Can you please test if this code:
/**
* Method to get the array of response headers to be sent when the response is sent to the client.
*
* @return array
*
* @since 1.0.0
*/
public function getHeaders()
{
$return = [];
foreach ($this->getResponse()->getHeaders() as $name => $values) {
$return[] = ['name' => $name, 'value' => implode(", ", $values)];
}
return $return;
}
Does indeed fix the issue?
Next, I tried to clarify why the getHeaders method appears to flatten the headers as a safeguard.
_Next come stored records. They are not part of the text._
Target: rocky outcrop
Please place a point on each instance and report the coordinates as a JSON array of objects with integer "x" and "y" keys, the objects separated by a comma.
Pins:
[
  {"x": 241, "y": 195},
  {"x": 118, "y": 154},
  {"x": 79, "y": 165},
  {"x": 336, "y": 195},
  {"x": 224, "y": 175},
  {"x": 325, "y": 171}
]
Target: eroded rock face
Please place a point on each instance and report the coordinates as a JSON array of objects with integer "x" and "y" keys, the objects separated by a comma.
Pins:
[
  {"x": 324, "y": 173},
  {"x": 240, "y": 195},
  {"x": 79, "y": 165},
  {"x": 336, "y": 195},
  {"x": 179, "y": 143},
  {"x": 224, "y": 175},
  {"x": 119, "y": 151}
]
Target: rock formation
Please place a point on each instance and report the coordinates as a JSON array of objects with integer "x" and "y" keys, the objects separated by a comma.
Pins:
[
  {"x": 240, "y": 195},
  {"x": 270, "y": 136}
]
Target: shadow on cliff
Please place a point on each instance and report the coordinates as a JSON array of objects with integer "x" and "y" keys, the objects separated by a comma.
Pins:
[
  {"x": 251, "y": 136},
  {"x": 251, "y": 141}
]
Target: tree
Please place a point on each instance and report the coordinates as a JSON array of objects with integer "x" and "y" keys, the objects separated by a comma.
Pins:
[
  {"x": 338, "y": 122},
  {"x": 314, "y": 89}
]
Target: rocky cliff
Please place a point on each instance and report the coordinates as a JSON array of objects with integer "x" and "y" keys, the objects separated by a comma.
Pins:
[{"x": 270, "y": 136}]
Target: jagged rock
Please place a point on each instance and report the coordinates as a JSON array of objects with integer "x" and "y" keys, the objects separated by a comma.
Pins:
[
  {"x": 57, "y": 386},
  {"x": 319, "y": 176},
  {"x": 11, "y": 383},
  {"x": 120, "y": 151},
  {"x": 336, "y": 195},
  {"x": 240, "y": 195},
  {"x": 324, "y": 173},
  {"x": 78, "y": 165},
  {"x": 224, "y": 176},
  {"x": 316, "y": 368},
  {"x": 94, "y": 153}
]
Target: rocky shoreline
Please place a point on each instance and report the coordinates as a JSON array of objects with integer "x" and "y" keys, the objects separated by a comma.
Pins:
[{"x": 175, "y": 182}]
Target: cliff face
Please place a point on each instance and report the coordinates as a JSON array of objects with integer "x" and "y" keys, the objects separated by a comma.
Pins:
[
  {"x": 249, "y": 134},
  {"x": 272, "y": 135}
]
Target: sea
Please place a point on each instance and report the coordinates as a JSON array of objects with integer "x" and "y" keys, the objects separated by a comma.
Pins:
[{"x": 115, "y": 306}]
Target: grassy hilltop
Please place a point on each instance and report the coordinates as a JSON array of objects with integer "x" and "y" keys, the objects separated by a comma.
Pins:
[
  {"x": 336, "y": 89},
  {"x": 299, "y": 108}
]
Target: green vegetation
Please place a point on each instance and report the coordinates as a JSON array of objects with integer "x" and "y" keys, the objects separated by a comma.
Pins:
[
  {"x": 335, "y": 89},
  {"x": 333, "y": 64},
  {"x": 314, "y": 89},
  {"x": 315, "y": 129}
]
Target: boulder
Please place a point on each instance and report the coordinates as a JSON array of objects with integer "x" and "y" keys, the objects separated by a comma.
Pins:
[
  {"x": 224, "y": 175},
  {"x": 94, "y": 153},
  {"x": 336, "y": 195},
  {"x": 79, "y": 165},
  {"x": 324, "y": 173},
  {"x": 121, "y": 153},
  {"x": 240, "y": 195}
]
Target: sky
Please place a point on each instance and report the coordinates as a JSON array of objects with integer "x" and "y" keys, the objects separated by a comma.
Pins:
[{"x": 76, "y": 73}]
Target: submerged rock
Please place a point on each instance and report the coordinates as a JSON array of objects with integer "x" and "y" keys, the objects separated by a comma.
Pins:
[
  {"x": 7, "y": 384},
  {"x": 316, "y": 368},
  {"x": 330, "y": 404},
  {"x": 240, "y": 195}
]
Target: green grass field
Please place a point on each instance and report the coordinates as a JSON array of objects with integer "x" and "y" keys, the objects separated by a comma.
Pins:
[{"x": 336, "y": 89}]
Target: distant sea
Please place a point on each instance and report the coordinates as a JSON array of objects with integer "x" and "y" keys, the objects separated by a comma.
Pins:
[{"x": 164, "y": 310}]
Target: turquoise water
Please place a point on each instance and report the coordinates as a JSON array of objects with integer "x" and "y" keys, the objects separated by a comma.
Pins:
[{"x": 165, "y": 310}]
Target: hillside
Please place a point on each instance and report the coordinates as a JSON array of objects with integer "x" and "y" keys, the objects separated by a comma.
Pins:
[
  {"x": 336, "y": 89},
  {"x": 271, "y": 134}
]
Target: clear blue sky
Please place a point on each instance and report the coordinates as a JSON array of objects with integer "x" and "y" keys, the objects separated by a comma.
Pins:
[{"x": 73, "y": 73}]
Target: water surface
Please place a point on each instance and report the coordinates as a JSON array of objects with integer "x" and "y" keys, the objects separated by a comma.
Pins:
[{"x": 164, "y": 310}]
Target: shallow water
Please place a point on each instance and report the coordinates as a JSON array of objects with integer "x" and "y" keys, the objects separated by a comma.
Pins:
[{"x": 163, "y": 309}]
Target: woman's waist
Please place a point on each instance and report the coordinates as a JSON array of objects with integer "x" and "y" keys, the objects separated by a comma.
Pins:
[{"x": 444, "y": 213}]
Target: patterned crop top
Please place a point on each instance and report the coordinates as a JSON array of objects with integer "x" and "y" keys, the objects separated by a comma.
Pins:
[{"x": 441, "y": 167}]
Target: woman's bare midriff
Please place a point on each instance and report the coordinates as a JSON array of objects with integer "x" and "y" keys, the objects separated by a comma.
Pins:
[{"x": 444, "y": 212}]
I don't see that, rather I don't see how it would be some sort of safeguard. What's the benefit? what's the problem solved? The only thing that does is making it impossible to output valid headers, where there are multiple values, without using the rather convoluted way of first reading the headers, then modifying them, then setting them.
That - again - just looks like an oversight.
While I can see the reasoning behind it,
I don't see any reasoning. What would that be? what problem is this solving? *
But what I also found though, is that this bug appears to be intentional. For this reason, I am cautious about how we proceed with fixing it.
I see no sign of intention here, just a bug.
Think about it:
- I call setHeader('Some-header", "some value", FALSE);
My intention is that this call will NOT replace any previously set value for this header, right? or else, I would not specificy the FALSE parameter.
But currently, the effect is that sending TRUE or FALSE has the same result: any previously set value for this header is discarded.
Surely that cannot be "intended".
This is just something that was never implemented.
Please update the PR with the fix I provided, also add a test for this issue, to ensure that we now have this issue resolved.
@wilsonge have you had time to look at this?